Key considerations when selecting a High Throughput Satellite (HTS) provider
Thursday 16, May 2019The high throughput satellite (HTS) provider you choose can make or break your ability to capitalise on the growing demands and customised, differentiated solutions required by your end-users. As you evaluate your solution options, it is important to consider the following:
Expansion support: Make sure your provider can give you the reach and support you need as part of an enterprise-grade managed service. Consider a solution built on an open-architecture network, which is modular by design and backwards and forwards compatible, so that you do not have to retrofit or replace your current investments to take advantage of new innovations.

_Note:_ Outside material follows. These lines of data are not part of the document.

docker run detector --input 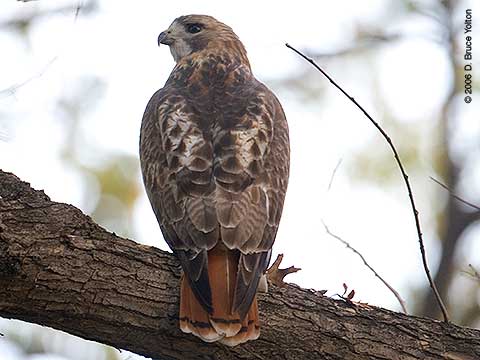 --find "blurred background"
[0,0,480,360]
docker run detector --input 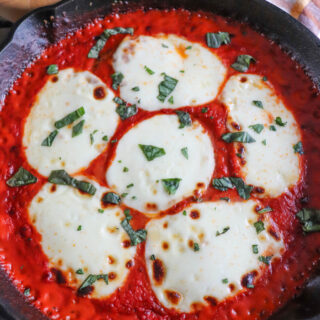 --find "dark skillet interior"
[0,0,320,320]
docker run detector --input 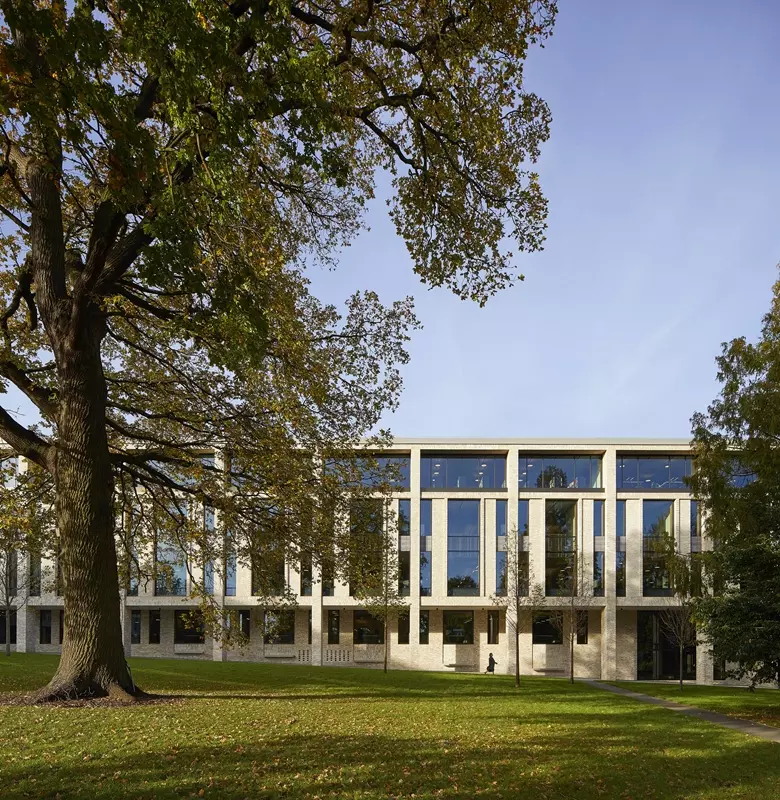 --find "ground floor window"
[398,612,409,644]
[488,611,499,644]
[0,609,16,644]
[532,613,563,644]
[263,611,295,644]
[130,610,141,644]
[39,608,51,644]
[442,611,474,644]
[173,610,206,644]
[328,609,341,644]
[352,609,385,644]
[420,611,431,644]
[149,609,160,644]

Guaranteed availability: Relying on a single satellite for a given region carries significant risk in the event of outages or demand increases. Ensure your provider offers multiple layers of capacity to address spikes in demand. Ideally, your provider should deliver wide beam coverage as well as continually add HTS spot beams to address high-traffic areas.

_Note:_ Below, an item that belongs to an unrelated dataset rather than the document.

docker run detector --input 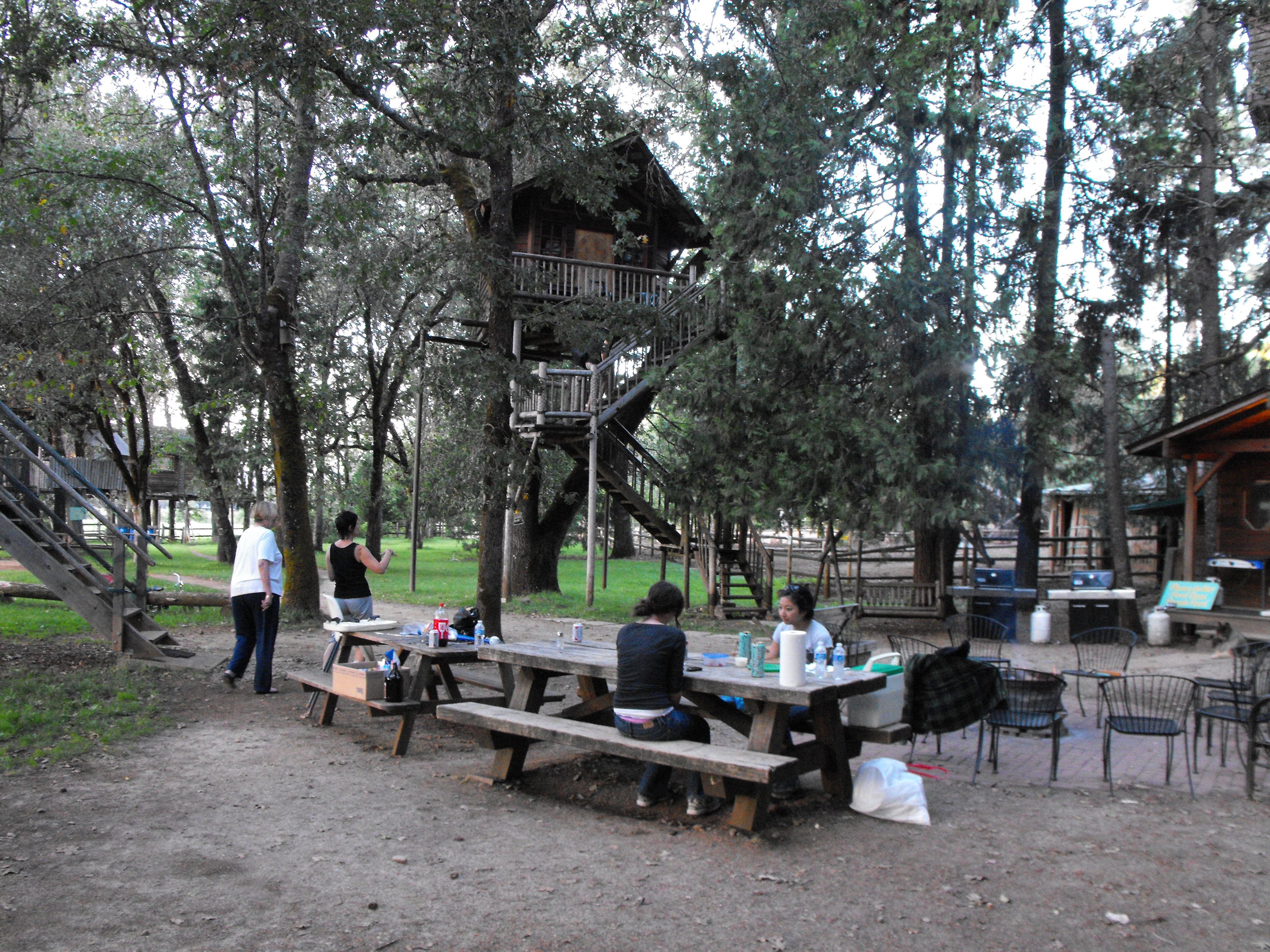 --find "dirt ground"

Ability to scale and shift capacity: The last thing you want is to get stuck paying for capacity you do not use. Make sure the provider you choose offers a guaranteed volume of Mbps within the region of your choice and that the bandwidth you purchase has portability to meet changing geographic requirements and real-world demand.
Accommodations for unpredictable traffic: When end terminals are on the move, contracting capacity across mobile users in the right locations and quantity to maintain Committed Information Rates (CIR’s) or Service Level Agreements (SLA’s) can be challenging. Depending on the sector, needs can be unpredictable and service commitments for these applications can create financial risk, especially with irregular beam utilisation. Find out how your prospective provider addresses less predictable or volatile traffic and ask about guaranteed CIR’s and SLA’s within predefined zones made up of wide beams and spot beams.
Network and risk management: Depending on your business, the applications served and seasonality, you may be faced with an ever-more-complex inventory of bandwidth that may sit idle at times. That can be a complicated – not to mention risk – proposition to manage. Ask your prospective provider about how they simplify network management and minimise the risk that comes with maintaining an inventory of bandwidth that may be difficult to monetise if end-users all show up in certain beams and vacate others.
Network security: The weakest link in your security chain puts your entire network at risk, so it is critical to partner with a satellite operator who can offer third-party validation of its security posture. Before signing on the dotted line, make sure you understand how security is factored into your provider’s solution, from the technology design and engineering all the way through to customer support.